27 July, 2017
Acidemia Vs. Acidosis
In medicine, doctors, nurses and lab technicians sometimes use terms interchangeably that are very closely related, but which technically are different. One example is acidemia and acidosis. Although both of these terms refer to an abnormally low pH level in the body, they are not the same thing and should be treated accordingly.
Acidosis refers to all of the physical processes and chemical reactions that result in an abnormally low pH. Specifically, it refers to the metabolism of substances that can be broken down into acids. Acidosis may lead to acidemia if the physical processes and chemical reactions of metabolism result in a pH level that is low enough. Acidosis may involve bodily fluids other than just blood.
Acidemia is the state of having an abnormally low pH level (less than 7.35). Specifically, acidemia refers to a low pH level in the blood (all medical terms ending in "emia" generally mean "in the blood"). A person cannot have acidemia without some abnormality in metabolic processes (acidosis). Acidemia is the actual diagnosis given by a physician.
Acidosis can be caused by respiratory issues such as pneumonia, or it can result when a person takes certain medications, has diabetes or has kidney failure. In this sense, acidosis is not necessarily a symptom of a genetic problem.
Acidemias are a set of specific organic disorders that have genetic links. The genetic problems are what make it difficult for acids to be metabolized by the body and which therefore start the acidosis process.
Acidosis can be cured. For example, if a person has pneumonia that lowers pH in the blood, the metabolic problems are corrected once the pneumonia infection is defeated by the body's immune system. Acidosis caused by kidney failure can be remedied through kidney transplants. The cure thus will differ based on what is interrupting normal metabolism of acids.
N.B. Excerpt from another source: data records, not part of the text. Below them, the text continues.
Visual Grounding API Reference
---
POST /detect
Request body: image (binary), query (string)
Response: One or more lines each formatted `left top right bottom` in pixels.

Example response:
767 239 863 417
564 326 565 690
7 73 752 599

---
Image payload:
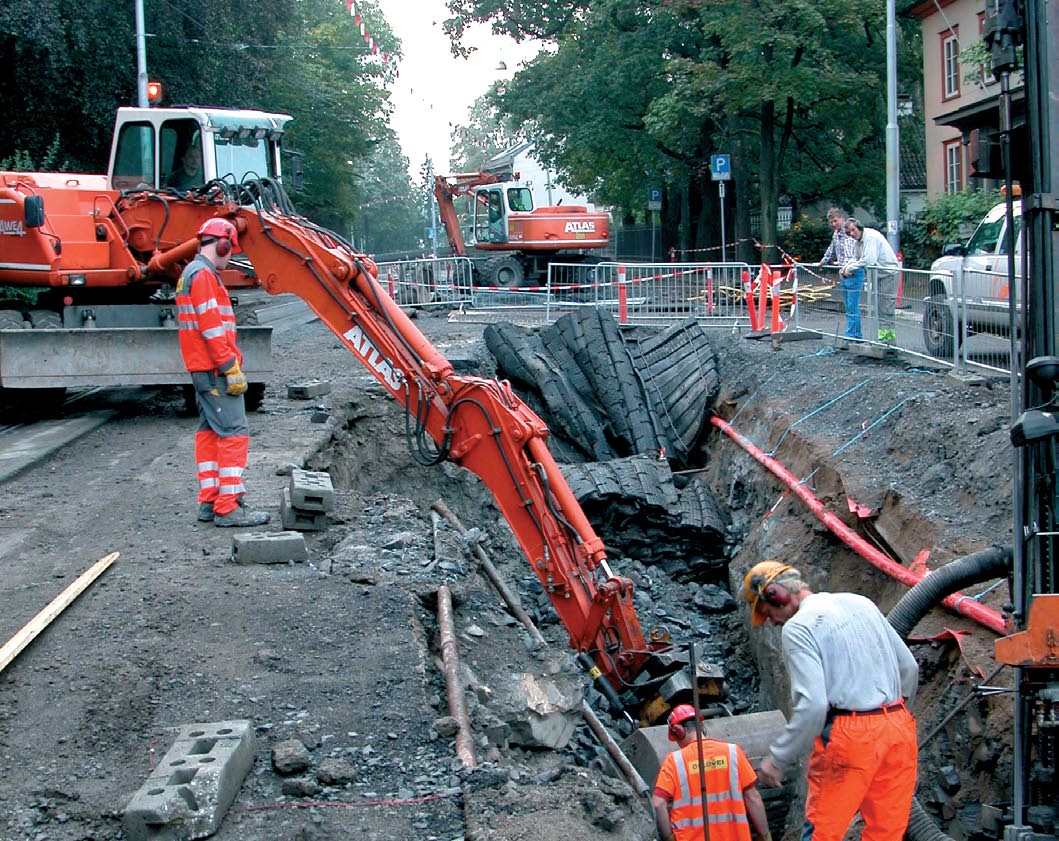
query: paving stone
232 532 308 563
125 719 254 841
280 487 327 532
290 470 335 512
287 379 330 400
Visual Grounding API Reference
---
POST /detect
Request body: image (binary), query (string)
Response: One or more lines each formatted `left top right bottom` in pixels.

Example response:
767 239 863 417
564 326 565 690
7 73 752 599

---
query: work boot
213 507 271 529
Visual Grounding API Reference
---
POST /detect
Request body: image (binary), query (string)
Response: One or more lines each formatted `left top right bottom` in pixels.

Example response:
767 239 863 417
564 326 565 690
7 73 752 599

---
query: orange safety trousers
195 429 250 515
803 705 919 841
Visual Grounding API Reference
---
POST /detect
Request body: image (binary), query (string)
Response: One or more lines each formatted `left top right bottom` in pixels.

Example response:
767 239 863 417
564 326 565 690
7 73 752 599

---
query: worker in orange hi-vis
651 703 772 841
177 218 269 527
742 560 919 841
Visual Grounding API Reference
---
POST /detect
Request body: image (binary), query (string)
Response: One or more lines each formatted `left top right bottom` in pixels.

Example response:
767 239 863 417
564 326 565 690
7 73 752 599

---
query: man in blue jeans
820 208 864 339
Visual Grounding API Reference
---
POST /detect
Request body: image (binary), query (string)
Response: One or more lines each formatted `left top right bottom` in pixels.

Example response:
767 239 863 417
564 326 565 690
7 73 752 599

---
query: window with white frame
945 138 964 193
941 28 959 100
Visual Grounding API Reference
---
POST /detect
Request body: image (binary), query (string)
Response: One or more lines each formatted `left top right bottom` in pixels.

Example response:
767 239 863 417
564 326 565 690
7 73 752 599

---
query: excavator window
110 123 155 190
507 186 533 213
159 120 204 190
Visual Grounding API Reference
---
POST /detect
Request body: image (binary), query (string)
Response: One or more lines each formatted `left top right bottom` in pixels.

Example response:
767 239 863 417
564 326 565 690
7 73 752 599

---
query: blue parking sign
710 155 732 181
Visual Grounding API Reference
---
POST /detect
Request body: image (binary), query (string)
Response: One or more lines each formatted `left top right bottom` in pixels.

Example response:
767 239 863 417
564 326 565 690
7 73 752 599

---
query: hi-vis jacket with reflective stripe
654 739 757 841
177 254 243 373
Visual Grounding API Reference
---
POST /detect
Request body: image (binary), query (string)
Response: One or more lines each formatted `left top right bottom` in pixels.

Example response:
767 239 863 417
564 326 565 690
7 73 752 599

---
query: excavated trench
296 311 1002 839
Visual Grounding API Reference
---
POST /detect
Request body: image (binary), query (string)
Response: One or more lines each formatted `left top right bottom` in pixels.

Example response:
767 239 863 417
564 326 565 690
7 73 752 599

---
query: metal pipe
430 500 544 643
437 584 478 768
581 700 654 796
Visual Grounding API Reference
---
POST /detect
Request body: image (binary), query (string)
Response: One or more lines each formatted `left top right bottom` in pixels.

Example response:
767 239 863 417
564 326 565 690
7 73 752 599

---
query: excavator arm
118 181 679 703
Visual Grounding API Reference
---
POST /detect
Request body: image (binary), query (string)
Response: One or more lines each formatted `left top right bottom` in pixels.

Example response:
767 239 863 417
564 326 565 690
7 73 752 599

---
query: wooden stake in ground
0 552 121 672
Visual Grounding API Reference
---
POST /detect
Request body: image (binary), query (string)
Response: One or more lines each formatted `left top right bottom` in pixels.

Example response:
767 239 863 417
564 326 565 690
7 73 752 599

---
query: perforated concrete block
287 379 330 400
280 487 327 532
125 719 254 841
232 532 308 563
290 470 335 512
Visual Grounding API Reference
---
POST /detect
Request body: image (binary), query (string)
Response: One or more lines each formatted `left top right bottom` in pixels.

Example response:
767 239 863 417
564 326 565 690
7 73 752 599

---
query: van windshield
967 216 1004 257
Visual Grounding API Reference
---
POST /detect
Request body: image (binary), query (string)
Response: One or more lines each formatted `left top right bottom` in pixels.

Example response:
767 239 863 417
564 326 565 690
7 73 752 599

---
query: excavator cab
109 108 290 191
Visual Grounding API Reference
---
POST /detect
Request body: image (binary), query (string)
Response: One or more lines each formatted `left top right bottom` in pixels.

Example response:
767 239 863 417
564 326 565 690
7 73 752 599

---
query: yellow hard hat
742 560 797 628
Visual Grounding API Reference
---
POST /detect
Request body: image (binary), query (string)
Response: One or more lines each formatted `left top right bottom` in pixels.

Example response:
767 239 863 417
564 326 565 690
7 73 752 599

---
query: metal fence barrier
377 257 473 307
368 257 1011 372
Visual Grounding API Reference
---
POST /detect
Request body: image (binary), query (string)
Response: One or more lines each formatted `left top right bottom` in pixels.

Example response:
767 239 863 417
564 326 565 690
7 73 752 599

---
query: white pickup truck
923 200 1023 359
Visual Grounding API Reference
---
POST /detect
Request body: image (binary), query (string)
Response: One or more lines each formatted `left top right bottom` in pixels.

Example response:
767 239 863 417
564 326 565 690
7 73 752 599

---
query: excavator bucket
622 710 793 837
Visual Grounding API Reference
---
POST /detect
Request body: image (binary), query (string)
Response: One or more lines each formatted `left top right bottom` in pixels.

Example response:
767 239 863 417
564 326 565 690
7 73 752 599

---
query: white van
922 200 1023 359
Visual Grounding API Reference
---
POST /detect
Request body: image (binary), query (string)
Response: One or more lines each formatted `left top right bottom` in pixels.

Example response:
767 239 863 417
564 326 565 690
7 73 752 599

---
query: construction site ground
0 302 1012 841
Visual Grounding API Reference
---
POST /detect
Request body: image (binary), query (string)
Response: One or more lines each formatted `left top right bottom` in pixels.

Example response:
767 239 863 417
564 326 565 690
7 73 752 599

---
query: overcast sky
365 0 538 175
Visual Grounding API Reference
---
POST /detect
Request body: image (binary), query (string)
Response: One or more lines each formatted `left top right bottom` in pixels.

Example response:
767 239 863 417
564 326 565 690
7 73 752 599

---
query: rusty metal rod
430 500 544 643
581 700 654 800
437 584 478 768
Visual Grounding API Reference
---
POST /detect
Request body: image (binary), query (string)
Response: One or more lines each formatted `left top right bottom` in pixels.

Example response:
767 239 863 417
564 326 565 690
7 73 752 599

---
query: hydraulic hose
886 547 1012 640
710 415 1007 633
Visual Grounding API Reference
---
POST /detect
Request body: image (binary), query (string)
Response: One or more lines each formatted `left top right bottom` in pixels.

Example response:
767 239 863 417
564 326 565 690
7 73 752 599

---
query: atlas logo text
342 326 405 392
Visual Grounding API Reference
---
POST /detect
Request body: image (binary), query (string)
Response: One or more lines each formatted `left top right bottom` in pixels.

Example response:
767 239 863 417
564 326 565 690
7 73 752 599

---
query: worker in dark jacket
742 560 919 841
177 217 269 527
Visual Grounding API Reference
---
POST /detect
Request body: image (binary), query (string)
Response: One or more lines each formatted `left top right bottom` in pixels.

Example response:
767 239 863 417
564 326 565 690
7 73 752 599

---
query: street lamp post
886 0 901 253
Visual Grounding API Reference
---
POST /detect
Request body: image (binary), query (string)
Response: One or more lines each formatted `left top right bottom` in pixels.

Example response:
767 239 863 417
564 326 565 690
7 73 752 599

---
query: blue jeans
839 269 864 339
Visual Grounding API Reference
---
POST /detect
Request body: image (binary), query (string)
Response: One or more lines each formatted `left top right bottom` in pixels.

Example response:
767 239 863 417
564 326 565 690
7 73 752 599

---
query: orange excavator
0 109 783 758
434 171 610 288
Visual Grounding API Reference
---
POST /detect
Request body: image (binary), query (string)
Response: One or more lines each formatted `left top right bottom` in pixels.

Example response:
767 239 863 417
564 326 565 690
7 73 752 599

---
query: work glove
225 360 247 397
Acidemia often cannot be cured because it typically has a genetic link; genetic research is being done to find the exact genes related to acidemia cases so that gene therapy may be prescribed and improved. Symptoms of acidemia may be relieved somewhat through dietary changes (eating less protein), intravenous bicarbonate and dialysis.
Symptoms of acidosis and acidemia may be the same. They include nausea, vomiting, fatigue and drowsiness. However, because acidemia technically requires a pH level below 7.35, acidemia symptoms may be worse than for mild acidosis and also may include low blood pressure, shock, coma and even death.